Cheers for the reply. The thermal store deal look rather complex doesn't it? I looked into bought thermal stores like this but my combi doesn't allow pre-heated water.

Regarding the 3-port valve. Do they usually have any non-return check valve in them? I wondered if it's definitely possible to have them work so instead of the usual set up of water flowing out to A or B they could flow in from A or B (combi or immersion)?[/b]
 
The thermal store deal look rather complex doesn't it? I looked into bought thermal stores like this but my combi doesn't allow pre-heated water.
Trust me, your combi boiler makes a thermal store look as complicated as a garden hosepipe ! The only difference is that you (as the user) never see all that complexity except when it breaks down.

As for that one you link to, it's not clear what's included there. 100l is not big enough to make effective use of decent sized panels, and for 100l it's quite a bit of cash to lay out.

I would still suggest that if you want to get effective* use of your panels then you want a largish store (size depends on type and size of panels, and property size/occupancy) and ditch the combi option on the boiler. Just use the boiler to keep the store top sufficiently hot when there isn't enough solar input. Ideally, run the heating off the store as well - you can then run the heating with a modulating pump and TRVs on all rads as you don't need to worry about minimum flows through the boiler.
* Unless you only use hot water when the sun is shining, then you need sufficient storage to absorb whatever the panel produce when it's sunny, and allow you to use it when it's not. If the store is too small, then you'll end up not being able to capture all the heat, and then be using the boiler later when you run out.

In my view, a thermal store is most effective since you extract heat even from cool water at the bottom of the store - and thus you can extract the highest amount of energy from the solar panels The main downside is that the coil sets an upper limit on DHW flow rates/temperatures.
A heat bank can do the same in theory, but it needs more sophisticated controls than you get as standard - you need to throttle the primary flow to match DHW draw off rate so that the PHE can do it's job most effectively.
Regarding the 3-port valve. Do they usually have any non-return check valve in them? I wondered if it's definitely possible to have them work so instead of the usual set up of water flowing out to A or B they could flow in from A or B (combi or immersion)?[/b]
In general, a 3-port valve doesn't have check valves incorporated. You will need these in your arrangement to prevent cross flow between main and stored water as any means of backfeeding non-mains (and hence potentially non-potable) water into the mains is a big no-no.
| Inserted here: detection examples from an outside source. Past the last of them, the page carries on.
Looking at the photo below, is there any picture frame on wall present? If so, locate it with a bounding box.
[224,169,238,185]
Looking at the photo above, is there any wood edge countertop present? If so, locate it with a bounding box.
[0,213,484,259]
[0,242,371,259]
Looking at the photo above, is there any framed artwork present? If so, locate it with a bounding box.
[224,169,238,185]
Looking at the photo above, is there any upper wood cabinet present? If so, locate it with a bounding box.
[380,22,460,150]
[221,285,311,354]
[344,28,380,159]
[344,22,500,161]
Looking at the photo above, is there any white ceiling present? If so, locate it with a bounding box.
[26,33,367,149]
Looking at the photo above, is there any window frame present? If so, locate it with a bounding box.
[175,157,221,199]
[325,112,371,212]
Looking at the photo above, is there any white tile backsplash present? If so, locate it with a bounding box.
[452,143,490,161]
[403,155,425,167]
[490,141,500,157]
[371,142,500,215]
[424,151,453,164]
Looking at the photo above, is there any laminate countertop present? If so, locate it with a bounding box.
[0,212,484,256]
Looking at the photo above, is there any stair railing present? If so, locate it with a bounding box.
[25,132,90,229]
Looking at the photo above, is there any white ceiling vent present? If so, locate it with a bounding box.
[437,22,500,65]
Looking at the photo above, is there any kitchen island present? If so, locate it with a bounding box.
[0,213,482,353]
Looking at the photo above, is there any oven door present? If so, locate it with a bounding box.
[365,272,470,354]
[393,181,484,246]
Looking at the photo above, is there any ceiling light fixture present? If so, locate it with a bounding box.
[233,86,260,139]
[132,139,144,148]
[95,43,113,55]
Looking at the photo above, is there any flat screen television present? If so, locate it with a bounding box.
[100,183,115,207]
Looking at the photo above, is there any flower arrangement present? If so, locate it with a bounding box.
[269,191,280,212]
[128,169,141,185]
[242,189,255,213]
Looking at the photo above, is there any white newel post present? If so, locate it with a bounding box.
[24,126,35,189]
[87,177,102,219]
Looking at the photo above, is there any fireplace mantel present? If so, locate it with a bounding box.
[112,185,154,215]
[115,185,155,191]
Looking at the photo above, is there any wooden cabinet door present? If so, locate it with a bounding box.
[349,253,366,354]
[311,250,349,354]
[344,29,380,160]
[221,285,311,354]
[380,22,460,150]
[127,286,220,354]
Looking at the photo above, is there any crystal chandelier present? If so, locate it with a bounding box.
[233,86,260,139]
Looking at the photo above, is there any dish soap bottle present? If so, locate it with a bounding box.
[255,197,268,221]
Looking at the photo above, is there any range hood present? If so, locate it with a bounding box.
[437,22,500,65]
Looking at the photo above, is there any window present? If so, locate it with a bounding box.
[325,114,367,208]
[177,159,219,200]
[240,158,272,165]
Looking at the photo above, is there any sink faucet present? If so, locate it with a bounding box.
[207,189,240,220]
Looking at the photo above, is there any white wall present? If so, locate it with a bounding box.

in fact, I still don't see why something like this http://www.ukbathroomstore.co.uk/va...h-square-backplate-p-148378.html?currency=GBP (low pressure too so can accept immersion tank HW) can't be used assuming (like the 3-port motorised valve) that it can be used in reverse as 2xInput--1xOutput rather than 1in--2out
It would do (provided you add sufficient check valves) and you reduce your mains pressure. As I read it, max pressure is only 1 bar - but I'm sure there are other options. But as said before, I personally think a manual valve is a complete waste of time unless you are the only person in the house - anyone else will forget what it's for and just switch it back to the boiler the first time they get a cold shower. So you'll not get to use any of the solar heated hot water.